There again, there are those who always say to Negroes, “Why don’t you do something for yourself? Why don’t you lift yourselves by your own bootstraps?” And we hear this over and over again…
A man was on the plane with me some weeks ago and he came up to me and said, “The problem, Dr. King, that I see with what you all are doing is that every time I see you and other Negroes, you’re protesting and you aren’t doing anything for yourselves.” And he went on to tell me that he was very poor at one time, and he was able to make by doing something for himself. “Why don’t you teach your people,” he said, “to lift themselves by their own bootstraps?” And then he went on to say other groups faced disadvantages, the Irish, the Italian, and he went down the line.

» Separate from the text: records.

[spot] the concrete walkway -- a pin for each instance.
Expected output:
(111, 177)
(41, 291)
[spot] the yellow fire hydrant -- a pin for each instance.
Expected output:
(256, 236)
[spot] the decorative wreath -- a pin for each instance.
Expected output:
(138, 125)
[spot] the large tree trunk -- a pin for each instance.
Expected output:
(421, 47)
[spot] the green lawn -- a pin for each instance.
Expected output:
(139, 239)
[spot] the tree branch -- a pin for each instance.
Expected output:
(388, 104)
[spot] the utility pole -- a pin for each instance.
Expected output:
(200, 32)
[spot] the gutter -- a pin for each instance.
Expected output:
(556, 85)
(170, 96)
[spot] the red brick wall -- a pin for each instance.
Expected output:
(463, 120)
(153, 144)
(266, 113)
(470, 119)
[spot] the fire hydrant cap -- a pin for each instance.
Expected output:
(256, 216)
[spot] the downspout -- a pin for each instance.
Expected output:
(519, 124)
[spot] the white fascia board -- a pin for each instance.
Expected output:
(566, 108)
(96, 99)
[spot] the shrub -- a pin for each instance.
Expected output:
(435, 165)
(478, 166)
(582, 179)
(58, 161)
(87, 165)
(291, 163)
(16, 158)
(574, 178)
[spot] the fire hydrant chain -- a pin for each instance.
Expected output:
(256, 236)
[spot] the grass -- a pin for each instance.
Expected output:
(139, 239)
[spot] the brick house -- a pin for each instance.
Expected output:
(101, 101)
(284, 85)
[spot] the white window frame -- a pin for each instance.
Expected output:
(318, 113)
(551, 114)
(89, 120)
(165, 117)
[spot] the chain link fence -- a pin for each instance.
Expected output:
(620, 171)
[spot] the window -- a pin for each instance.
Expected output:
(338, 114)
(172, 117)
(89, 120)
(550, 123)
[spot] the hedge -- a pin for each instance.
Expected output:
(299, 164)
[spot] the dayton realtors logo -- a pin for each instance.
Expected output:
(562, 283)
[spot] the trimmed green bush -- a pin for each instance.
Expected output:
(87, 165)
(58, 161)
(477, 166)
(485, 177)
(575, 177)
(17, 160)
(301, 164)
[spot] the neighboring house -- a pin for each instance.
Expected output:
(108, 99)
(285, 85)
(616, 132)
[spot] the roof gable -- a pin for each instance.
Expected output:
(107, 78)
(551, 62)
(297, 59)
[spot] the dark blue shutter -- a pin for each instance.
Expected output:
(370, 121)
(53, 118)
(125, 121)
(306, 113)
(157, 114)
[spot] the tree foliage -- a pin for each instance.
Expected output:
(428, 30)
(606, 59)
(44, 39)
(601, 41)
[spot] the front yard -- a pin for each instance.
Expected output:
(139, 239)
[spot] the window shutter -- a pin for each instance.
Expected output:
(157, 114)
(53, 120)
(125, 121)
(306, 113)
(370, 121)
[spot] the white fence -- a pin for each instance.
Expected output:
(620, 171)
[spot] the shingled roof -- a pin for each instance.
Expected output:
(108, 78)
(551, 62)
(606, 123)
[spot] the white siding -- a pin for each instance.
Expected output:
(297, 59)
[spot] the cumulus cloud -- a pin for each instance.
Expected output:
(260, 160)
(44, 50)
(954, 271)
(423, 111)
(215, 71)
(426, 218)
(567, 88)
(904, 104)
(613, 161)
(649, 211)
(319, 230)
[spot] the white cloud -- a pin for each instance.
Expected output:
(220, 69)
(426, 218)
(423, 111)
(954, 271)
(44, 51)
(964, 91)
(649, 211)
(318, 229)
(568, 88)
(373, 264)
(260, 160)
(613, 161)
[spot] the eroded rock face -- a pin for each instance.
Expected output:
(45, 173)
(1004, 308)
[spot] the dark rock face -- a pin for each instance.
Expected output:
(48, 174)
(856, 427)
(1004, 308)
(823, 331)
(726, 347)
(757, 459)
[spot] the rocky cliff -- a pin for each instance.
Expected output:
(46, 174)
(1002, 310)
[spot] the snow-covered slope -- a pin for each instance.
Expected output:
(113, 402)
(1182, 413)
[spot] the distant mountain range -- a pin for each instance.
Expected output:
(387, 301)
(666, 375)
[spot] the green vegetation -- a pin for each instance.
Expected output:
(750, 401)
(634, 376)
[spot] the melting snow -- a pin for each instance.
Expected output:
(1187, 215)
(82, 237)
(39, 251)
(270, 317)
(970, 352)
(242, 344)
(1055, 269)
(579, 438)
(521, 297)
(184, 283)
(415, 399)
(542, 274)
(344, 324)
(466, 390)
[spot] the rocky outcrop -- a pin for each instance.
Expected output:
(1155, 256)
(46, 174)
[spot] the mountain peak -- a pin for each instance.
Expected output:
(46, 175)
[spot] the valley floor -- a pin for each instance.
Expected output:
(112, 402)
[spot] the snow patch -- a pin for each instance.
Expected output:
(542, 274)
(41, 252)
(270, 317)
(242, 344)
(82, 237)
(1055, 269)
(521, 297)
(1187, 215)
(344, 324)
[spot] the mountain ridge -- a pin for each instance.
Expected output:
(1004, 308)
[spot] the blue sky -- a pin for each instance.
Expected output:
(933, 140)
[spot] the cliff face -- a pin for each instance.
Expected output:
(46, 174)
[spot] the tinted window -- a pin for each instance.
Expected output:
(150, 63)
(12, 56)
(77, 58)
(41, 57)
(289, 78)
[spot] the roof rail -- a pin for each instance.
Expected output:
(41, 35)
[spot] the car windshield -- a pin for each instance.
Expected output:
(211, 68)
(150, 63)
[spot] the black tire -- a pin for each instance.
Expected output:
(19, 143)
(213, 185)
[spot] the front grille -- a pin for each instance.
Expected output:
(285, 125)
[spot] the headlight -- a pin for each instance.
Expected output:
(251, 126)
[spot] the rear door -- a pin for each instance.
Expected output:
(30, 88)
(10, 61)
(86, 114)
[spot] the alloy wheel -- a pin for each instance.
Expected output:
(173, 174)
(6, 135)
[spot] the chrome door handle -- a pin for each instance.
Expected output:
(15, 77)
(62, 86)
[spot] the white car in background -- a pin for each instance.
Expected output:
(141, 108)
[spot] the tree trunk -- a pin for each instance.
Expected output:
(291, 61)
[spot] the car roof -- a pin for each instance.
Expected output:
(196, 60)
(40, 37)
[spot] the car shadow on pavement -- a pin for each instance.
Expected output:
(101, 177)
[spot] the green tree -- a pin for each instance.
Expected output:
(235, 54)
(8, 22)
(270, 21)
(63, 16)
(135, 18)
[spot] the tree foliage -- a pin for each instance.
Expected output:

And I said to him that it does not help the Negro, it only deepens his frustration, upon feeling insensitive people to say to him that other ethnic groups who migrated or were immigrants to this country less than a hundred years or so ago, have gotten beyond him and he came here some 344 years ago. And I went on to remind him that the Negro came to this country involuntarily in chains, while others came voluntarily. I went on to remind him that no other racial group has been a slave on American soil. I went on to remind him that the other problem we have faced over the years is that this society placed a stigma on the color of the Negro, on the color of his skin because he was black. Doors were closed to him that were not closed to other groups.
And I finally said to him that it’s a nice thing to say to people that you oughta lift yourself by your own bootstraps, but it is a cruel jest to say to a bootless man that he oughta lift himself by his own bootstraps. And the fact is that millions of Negroes, as a result of centuries of denial and neglect, have been left bootless.
”- Martin Luther King, Jr., “The Other America.” (Stanford University, April 14, 1967).